Jan. 4th, 2017

omnia_mutantur: (Default)
I am not dealing with this cold gracefully.   Is there a way to deal with congestion gracefully?  I mostly just want to make nasally whiny noises.

I can't focus on anything, I barely have the stamina for anything, today was the first time in 2017 I left the house and that was just to pick up prescriptions, bananas and orange juice.

It's so nice to be driving again. I still kind of fear and loathe it, I still take back roads instead of highways, there's still no amount of money that would get me to drive into Boston proper, I still don't parallel park and I'm still nightblind, but I can run errands.   

As a teenager, I believe I was indifferent to driving.  I liked going fast, I like getting myself to my own flute lessons, I liked being able to listen to very loud cassette tapes.  During college, I was the passenger in a car-totalling accident, while I was arguing with the driver about the possibility of radical heterosexuality, they ran a red light and t-boned another car.  I wasn't wearing the seatbelt, because I'd recently had some surgery that made it uncomfortable so to do.  Fortunately, the driver's mother had sprung for passenger side airbags, and I ended up with a busted incision and a glasses-shaped bruise.   This dimmed whatever enthusiasm I had for driving quite a bit.  

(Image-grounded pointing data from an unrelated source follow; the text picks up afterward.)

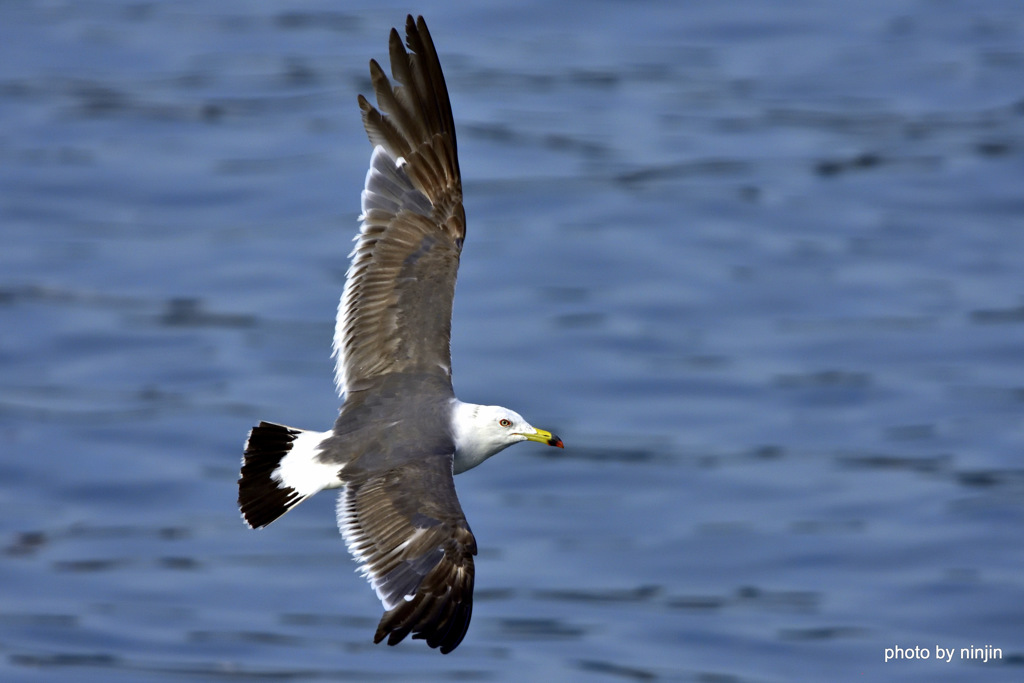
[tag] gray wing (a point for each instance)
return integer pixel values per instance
(395, 313)
(417, 551)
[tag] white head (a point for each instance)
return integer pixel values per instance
(480, 431)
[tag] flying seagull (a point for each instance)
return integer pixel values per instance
(400, 434)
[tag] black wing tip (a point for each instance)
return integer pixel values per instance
(444, 629)
(261, 499)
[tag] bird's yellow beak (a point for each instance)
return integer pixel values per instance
(545, 437)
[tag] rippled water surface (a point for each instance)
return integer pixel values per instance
(759, 264)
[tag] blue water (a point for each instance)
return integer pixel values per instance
(759, 264)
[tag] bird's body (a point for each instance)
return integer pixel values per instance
(401, 434)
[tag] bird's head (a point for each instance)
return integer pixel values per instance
(480, 431)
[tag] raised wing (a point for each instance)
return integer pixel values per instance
(395, 313)
(408, 531)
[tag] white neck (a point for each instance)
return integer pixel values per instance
(474, 439)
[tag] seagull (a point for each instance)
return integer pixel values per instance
(400, 434)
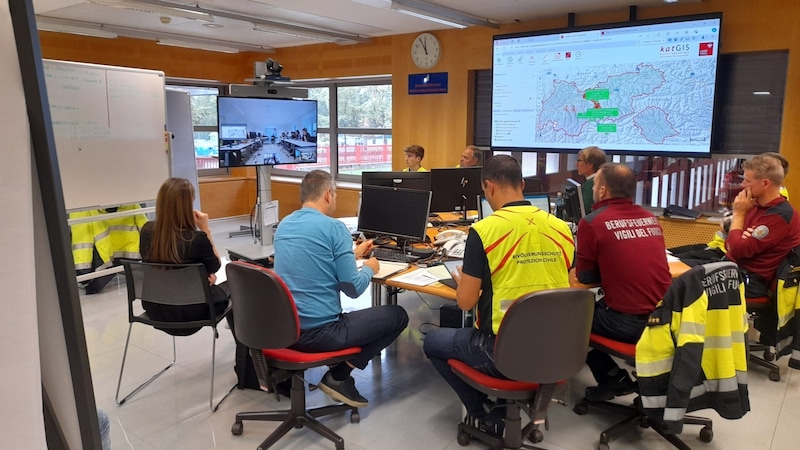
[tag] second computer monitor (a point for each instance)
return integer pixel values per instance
(406, 180)
(455, 188)
(398, 213)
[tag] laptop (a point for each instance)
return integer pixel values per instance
(452, 266)
(540, 200)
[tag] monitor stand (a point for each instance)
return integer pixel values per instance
(266, 217)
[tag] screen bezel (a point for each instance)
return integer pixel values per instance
(613, 26)
(447, 178)
(405, 210)
(301, 155)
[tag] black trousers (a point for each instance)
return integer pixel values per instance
(613, 325)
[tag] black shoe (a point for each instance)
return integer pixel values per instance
(610, 387)
(342, 391)
(284, 388)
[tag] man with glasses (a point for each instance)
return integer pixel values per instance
(589, 161)
(314, 256)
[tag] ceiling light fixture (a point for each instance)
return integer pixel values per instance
(440, 14)
(81, 31)
(156, 7)
(197, 46)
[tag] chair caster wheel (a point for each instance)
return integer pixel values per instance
(463, 439)
(580, 409)
(706, 434)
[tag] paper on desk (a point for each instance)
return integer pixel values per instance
(387, 268)
(416, 278)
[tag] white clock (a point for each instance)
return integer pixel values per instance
(425, 51)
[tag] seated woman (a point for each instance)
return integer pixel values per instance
(180, 235)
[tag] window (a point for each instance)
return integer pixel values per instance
(354, 127)
(203, 102)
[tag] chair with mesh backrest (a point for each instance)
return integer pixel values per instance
(542, 341)
(267, 323)
(176, 285)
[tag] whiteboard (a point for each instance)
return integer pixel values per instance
(108, 124)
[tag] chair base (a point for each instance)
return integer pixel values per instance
(634, 414)
(765, 361)
(513, 435)
(297, 417)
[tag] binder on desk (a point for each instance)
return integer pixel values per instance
(387, 268)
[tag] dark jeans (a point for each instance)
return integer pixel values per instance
(469, 346)
(613, 325)
(372, 329)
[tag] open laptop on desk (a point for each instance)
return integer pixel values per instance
(539, 200)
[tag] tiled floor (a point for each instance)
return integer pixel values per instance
(410, 406)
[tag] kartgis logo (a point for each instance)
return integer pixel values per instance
(706, 49)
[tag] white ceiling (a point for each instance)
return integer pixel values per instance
(363, 19)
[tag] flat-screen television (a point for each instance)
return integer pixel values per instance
(266, 131)
(639, 87)
(405, 180)
(454, 189)
(394, 212)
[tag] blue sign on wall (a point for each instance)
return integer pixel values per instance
(427, 83)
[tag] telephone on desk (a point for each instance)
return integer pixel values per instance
(453, 243)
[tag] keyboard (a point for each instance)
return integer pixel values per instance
(395, 255)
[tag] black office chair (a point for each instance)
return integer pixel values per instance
(267, 322)
(170, 284)
(542, 341)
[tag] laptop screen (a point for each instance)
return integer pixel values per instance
(541, 201)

After college, I bought my first car out of a literal little old lady's front yard, a navy blue '86 Olds, and she was a tank, with the stereotypical droopy ceiling and low gas mileage, plagued with mechanical problem, but gloriously mine.  Driving was less scary because it had become a way to first temporarily and then permanently flee my parents' house.  I went everywhere in that car, I stippled the interior with cigarette burns, and while I feel like this can't be right, I distinctly remember learning how to unflood the engine with a pencil and a match (possibly also some sort of spray was involved).

Eventually, she became too old to keep pouring money into, and I bought a late-model used ford, which had many newfangled things like automatic windows and a heater that always worked.  I totalled her one snowy night on the mass pike, driving home from being Light's plus one at his friends' wedding, too terrified of my boss to call her and tell her I wasn't coming in because the weather was bad.  I ripped off the passenger side rear panel and mounted myself on a guard rail.  (I'd get to keep the car after that, because somehow the repair place had repaired the side panel before noticing there was also a hole in the floor, so it was two separate estimates, if all the damage had been seen at once, I would have just gotten a check). I got her back, but she was never the same.

Fast forward a handful of years, and Light and I move to the big city, I sell my car to my little brother and we become basically a one car family and I stop driving altogether.  A tree it my little brother's work topples and crushes my car, he and I split the payout and we become a one car family in truth.   

Fast forward another handful of years, and the same little brother's wife is pregnant, and I am lucky enough to get to be childcare one day a week, which requires that I relearn to drive.   And so I do, and while I don't enjoy the actual act of driving, I do love what it allows me to do.